I figure any risk of contamination can be reduced if we make sure the stuff is fully composted and dig the material into the beds in the fall, giving any contaminants the entire winter to… well, I don’t know. But it seems like a better idea than, say, top-dressing the beds while the live plants are present. Which we may end up doing as well, depending on various factors. But it just doesn’t seem to make sense to keep kitchen scraps in a separate pile from the manure, especially when the smart thing to do is probably to feed the kitchen scraps to the pigs, and then compost the resulting manure, as opposed to throwing the scraps straight into the bin, denying the pigs any nutritional value that might be gained.
Anyway, we are considering our preferred way of composting all the manure, yard clippings, and so forth that the property is likely to produce.

Now a good old pile on the ground has simplicity and cheapness going for it, but we’d prefer something a bit more contained, both to clearly delineate one pile from another (when they’re at different stages of processing), and to keep it from attracting unwanted pests.

You can find plans on-line for multi-bin units like the one pictured above, and they’re not too difficult to build, but definitely a bit time-consuming and requires purchasing a few hundred dollars in lumber, or sourcing it scrap.

Isn’t it nice, then, that you can build pretty much the same damn thing using cheap-to-free shipping pallets? Doesn’t look quite as snazzy, but given that it’s designed to hold rotting trash, maybe that’s not actually such a big deal.
Ah, but you still have to turn the damn thing, right? This is typically done by shoveling the contents of one bin into the next, empty bin. One bin is kept empty for this purpose. Alternatively, you can turn the contents in-place, which is more work and less effective. Alternatively, you can not bother turning it, but this dramatically slows the composting process.

Commercial compost bins like the one pictured above often have a tumbling mechanism, to ease turning of the compost. These produce compost the fastest and with the least work, but they can be very expensive. A 55-gallon unit like shown above might cost around $200.

So why not build your own on the cheap using a 55-gallon drum? This is currently our leading choice, although we plan to build a vertical tumbler instead of a horizontal one. A vertical one can have the opening at the end, which should be structurally more sound and easier to engineer than an opening at the wall. Also, a vertical one can easily be built to pour out into a wheelbarrow. The narrower design will allow more compost volume for a similar axis of axle, meaning that a 10′ length of galvanized steel conduit might support three barrels instead of two (not sure if the math actually works out on that one).
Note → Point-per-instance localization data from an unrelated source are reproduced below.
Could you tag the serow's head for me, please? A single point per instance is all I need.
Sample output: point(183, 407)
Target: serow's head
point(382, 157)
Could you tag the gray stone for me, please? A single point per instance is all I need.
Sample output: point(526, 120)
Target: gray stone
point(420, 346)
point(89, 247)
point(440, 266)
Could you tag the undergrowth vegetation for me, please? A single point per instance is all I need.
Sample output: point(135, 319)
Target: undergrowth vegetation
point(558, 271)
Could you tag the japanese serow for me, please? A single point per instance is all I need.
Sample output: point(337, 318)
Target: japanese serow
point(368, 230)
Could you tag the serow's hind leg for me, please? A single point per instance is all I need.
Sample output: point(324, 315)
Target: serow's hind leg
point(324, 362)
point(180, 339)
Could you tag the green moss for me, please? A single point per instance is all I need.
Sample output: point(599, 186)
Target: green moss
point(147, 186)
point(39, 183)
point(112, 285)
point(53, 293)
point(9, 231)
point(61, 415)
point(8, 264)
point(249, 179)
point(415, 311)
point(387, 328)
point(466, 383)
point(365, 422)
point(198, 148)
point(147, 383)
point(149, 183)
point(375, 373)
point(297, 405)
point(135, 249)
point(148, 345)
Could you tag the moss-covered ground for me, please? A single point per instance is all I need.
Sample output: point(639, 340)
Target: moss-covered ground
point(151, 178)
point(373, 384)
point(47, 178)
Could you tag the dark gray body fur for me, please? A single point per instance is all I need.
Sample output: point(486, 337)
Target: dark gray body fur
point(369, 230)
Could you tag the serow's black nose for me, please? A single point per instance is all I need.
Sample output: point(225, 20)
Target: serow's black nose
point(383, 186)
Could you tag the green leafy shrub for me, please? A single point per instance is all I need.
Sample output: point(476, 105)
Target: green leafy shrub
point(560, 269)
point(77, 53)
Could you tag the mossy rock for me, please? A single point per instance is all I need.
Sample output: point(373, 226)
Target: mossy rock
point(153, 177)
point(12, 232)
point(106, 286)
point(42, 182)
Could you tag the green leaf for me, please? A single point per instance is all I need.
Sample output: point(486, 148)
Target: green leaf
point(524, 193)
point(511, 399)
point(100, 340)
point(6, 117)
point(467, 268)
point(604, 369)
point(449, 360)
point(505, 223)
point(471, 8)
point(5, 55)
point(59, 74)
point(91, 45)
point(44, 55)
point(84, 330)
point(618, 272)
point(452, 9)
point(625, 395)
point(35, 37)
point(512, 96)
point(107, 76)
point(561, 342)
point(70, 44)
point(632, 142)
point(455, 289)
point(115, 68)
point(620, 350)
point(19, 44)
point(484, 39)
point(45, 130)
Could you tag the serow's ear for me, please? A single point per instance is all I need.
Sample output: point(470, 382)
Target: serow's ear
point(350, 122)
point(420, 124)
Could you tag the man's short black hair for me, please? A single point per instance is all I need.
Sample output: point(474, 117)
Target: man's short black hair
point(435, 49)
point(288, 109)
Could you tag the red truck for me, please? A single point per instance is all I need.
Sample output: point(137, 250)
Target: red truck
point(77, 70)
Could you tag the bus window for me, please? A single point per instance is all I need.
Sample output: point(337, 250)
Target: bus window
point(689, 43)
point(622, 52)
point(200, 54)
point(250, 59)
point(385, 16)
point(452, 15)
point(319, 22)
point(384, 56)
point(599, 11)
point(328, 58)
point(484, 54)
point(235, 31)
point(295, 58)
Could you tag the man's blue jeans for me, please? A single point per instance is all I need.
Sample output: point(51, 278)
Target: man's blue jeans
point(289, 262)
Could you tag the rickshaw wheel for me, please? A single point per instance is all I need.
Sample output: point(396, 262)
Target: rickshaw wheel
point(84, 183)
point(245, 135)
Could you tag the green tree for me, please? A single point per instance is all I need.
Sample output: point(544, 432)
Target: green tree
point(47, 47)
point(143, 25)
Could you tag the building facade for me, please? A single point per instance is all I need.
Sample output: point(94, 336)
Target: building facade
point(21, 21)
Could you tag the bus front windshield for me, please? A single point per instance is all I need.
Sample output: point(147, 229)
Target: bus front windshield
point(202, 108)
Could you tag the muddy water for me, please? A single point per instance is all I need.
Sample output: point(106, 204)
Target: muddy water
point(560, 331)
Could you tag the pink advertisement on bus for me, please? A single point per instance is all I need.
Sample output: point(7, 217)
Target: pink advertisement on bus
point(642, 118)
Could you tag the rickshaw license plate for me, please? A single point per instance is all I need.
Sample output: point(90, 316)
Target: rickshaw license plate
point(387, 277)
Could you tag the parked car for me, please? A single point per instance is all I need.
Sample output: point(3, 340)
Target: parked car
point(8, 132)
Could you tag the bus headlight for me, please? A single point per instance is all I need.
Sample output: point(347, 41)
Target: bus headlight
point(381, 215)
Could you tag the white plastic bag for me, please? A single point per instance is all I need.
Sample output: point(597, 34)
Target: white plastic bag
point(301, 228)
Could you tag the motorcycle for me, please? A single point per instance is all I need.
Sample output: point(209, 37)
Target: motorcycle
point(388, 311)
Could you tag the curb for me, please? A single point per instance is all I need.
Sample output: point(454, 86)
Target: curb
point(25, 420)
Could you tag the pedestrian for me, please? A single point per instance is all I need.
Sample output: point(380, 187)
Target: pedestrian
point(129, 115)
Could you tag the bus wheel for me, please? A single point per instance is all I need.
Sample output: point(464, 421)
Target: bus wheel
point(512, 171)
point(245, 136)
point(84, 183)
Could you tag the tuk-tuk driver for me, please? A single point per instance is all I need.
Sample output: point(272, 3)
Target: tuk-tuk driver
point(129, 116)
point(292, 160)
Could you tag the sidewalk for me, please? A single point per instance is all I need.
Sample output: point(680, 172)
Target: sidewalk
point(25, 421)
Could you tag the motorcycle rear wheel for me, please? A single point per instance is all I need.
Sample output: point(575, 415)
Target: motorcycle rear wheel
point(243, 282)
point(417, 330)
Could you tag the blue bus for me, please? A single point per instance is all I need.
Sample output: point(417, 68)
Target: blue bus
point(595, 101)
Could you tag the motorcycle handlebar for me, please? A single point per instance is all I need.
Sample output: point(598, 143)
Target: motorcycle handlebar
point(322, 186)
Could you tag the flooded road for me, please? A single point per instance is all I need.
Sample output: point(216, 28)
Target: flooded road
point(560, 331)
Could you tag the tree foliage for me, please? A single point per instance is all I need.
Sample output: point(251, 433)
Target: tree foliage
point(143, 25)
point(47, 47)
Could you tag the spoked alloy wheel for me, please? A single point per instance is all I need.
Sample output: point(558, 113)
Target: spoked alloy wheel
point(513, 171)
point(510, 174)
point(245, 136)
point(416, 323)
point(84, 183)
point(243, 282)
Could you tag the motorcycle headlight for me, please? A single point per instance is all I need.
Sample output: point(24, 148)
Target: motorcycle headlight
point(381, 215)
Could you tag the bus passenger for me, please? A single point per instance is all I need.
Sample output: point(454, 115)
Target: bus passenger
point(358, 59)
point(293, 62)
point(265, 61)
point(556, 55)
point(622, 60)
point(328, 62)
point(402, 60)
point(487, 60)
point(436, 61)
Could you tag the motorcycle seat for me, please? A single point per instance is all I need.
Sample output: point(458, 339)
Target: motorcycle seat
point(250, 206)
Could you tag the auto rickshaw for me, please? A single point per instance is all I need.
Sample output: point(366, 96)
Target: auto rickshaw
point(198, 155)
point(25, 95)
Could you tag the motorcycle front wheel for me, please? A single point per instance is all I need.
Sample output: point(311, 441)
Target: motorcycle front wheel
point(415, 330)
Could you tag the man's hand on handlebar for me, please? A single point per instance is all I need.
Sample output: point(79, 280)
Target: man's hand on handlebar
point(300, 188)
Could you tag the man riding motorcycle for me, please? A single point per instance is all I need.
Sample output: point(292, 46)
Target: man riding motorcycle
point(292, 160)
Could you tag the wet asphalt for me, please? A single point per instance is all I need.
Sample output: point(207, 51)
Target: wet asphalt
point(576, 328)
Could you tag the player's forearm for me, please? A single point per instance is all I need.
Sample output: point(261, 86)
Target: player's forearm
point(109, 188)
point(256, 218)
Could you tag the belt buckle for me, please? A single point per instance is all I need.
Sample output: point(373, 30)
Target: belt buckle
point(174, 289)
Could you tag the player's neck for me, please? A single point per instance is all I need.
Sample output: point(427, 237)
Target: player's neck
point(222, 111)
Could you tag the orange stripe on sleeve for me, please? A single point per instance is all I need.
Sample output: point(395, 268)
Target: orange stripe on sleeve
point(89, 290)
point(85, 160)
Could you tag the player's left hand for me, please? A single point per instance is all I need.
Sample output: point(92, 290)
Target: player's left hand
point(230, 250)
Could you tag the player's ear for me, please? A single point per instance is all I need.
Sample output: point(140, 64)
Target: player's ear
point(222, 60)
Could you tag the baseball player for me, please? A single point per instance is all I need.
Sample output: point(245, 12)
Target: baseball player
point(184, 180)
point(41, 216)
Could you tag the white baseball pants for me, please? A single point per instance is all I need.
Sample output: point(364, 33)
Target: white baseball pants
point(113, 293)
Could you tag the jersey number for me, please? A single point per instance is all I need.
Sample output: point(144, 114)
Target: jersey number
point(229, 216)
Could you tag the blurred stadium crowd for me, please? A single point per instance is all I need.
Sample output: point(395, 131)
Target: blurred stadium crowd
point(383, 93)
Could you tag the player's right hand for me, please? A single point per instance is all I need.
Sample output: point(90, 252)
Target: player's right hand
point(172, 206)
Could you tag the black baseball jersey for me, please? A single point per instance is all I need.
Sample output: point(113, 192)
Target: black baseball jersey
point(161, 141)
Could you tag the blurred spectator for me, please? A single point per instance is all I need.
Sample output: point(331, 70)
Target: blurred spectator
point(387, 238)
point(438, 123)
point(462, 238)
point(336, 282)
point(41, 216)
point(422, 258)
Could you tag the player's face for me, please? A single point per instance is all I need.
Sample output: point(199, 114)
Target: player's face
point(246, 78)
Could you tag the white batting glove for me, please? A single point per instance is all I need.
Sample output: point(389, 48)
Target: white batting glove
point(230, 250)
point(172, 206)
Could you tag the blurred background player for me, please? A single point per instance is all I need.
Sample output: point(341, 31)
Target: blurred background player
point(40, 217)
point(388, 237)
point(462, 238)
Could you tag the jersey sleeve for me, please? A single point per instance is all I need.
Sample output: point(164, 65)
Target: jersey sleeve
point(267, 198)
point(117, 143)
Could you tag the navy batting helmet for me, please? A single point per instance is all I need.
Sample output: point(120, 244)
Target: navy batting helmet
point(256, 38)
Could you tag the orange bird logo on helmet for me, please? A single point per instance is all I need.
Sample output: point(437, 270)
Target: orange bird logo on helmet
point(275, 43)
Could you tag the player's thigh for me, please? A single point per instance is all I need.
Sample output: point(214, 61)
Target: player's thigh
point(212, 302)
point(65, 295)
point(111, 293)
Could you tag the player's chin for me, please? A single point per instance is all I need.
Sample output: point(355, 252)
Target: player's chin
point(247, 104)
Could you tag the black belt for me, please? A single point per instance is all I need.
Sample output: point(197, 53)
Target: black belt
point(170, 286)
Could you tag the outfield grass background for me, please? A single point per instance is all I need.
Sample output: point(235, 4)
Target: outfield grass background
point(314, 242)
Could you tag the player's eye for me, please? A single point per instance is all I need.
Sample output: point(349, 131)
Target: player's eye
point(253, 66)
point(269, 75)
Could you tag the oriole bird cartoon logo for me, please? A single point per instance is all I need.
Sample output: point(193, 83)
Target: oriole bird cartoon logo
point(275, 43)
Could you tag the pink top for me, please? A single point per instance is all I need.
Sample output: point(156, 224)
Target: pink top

Additionally, the vertical tumbling will produce more motion in the compost, hopefully speeding the process up.
We’re leaning towards something like this:

Additional barrels could be added by simply extending the design to the sides.
Here are links to the instructions for building the two homemade composters shown:
http://www.instructables.com/id/Compost-Tumbler-2/
http://www.instructables.com/id/compost-bin/
For bonus, here’s another clever design that simply lays the drum down on scooter-wheels. This method avoids all necessity of installing an axle, although it loses the ability to get a wheel-barrow up underneath your bin for easy emptying.